Organized by UNDP, Huairou Commission and GROOTS Kenya, the event brought together grassroots women leaders from 11 countries with policy makers from throughout Africa and representatives from the international community.
Throughout the three-day workshop, it became evident that grassroots women in communities in Africa are not waiting to be told how to cope with climate challenges, but are initiating, adapting and sharing innovations themselves.
“We have seen women mobilizing themselves before being mobilized,” said Isaac Kabongo, executive director of the Ecological Christian Organization in Uganda. “Women are becoming the drivers of change in the communities in which they live, and are showing that they are very much willing to work together with all partners and institutions to move forward on the journey to resilience.”
The need for reliable, sustainable energy was a cross-cutting, common need, and was voiced by women from all the participating countries, which included Kenya, Uganda, Zambia, Zimbabwe, South Africa, Senegal, Mozambique, Madagascar, Ghana and Tanzania. In many rural communities in Africa, extreme deforestation is forcing women and girls to walk further and further to gather firewood for cooking, which leaves them with less time for education and income generation.
Women shared different ways they are coping with this – from using bio gas digesters to turn cow manure into gas to making “smokeless charcoal” out of vegetable peelings, grass, sand and mud.
In many cases, grassroots women’s groups are adapting existing technologies to suit their circumstances.
The Katuba Women’s Association in Zambia, for example, was given energy-efficient steel stoves from Germany by an international NGO. Women throughout the local community learned to use the stoves, which demand very little firewood, and liked them. But at $200 each, the stoves were too expensive for the group to buy more. So the women’s association partnered with another organization to figure out how to make the stoves with locally available, affordable materials. The new stoves, which demand only a small fire made from twigs and branches, are made with clay and baskets that are insulated with banana leaves. They produce little smoke, cook food quickly and keep it warm for a long time.
“With these stoves, women can boil water in the evening, put it in the baskets, insulate them and by morning the water will still be hot so they don’t need to wake up early to boil water for their family to bathe,” said Florence Shakafuswa, the association’s executive director. She said that after consulting with the local forestry department, the group also began growing trees that would regrow even after having small branches cut from them seasonally.
In Kenya, the Gatundu Mwirutiri Women Cooperative has also adapted technology and uses local materials to make bio gas digesters. The group has made five digesters, has six under construction and wants to build a total of 700 for use in their community within the next two years. The community’s investments in natural resource management also include tree planting and crop diversification. The work is supported by a pooling of resources among the cooperatives 1100 members and by GROOTS Kenya and Huairou Commission through the Community Resilience Fund, which focuses on reducing vulnerability to climate and disaster risks and losses in poor rural and urban communities.

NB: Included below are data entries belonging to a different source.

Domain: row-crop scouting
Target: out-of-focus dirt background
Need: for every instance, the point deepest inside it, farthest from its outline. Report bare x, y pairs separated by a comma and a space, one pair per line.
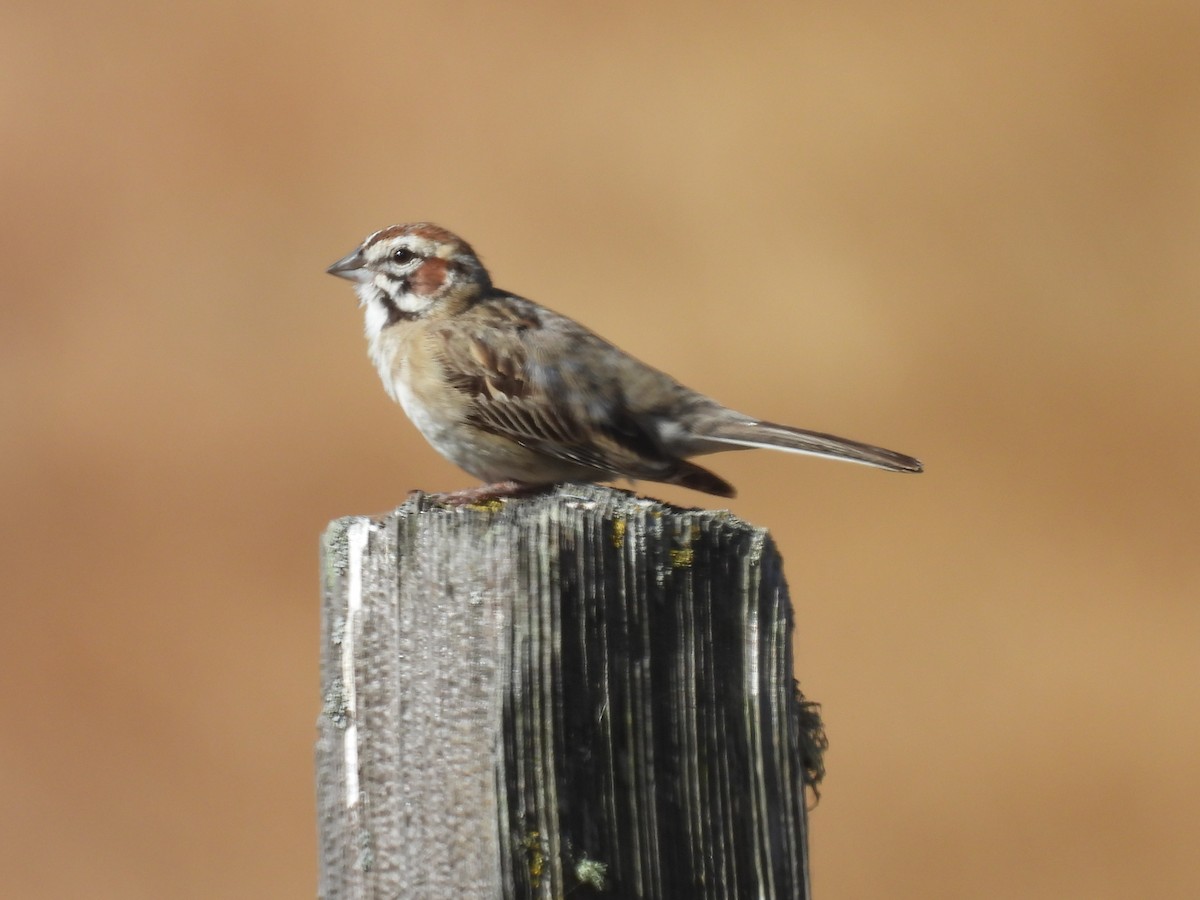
970, 232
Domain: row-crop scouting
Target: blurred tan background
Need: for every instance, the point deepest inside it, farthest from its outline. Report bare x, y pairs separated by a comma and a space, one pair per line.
969, 232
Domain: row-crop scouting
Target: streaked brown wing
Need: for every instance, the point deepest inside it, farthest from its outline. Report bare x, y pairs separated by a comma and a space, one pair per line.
531, 376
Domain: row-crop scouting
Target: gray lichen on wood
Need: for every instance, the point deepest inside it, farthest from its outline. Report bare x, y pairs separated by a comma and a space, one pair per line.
581, 694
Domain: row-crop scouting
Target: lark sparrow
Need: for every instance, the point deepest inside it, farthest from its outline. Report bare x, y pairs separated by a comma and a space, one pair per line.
522, 396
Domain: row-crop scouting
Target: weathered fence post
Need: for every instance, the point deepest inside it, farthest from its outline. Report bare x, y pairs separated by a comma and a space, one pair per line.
580, 694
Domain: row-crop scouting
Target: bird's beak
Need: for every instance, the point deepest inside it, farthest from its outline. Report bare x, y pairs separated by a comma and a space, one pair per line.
351, 268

For dealing with drought, the grassroots leaders shared experiences with such methods as building dams and water tanks to collect water during the rainy season and planting trees to restore river catchment areas and ecosystems.
The grassroots leaders and policy makers agreed that governments – from local to global levels – need to make greater effort to connect with and support grassroots women’s groups, whose practical experiences with solutions can help ensure that the policies being adopted by government will be well received and make a difference at the community level.
“Women must be visible and heard when policies are being implemented,” said Mutsa Dorothy Chasi, director general of the Environmental Management Agency of the Ministry of Environment, Water and Climate in Zimbabwe. “Governments want to succeed in dealing with these issues, and these success stories must be heard.”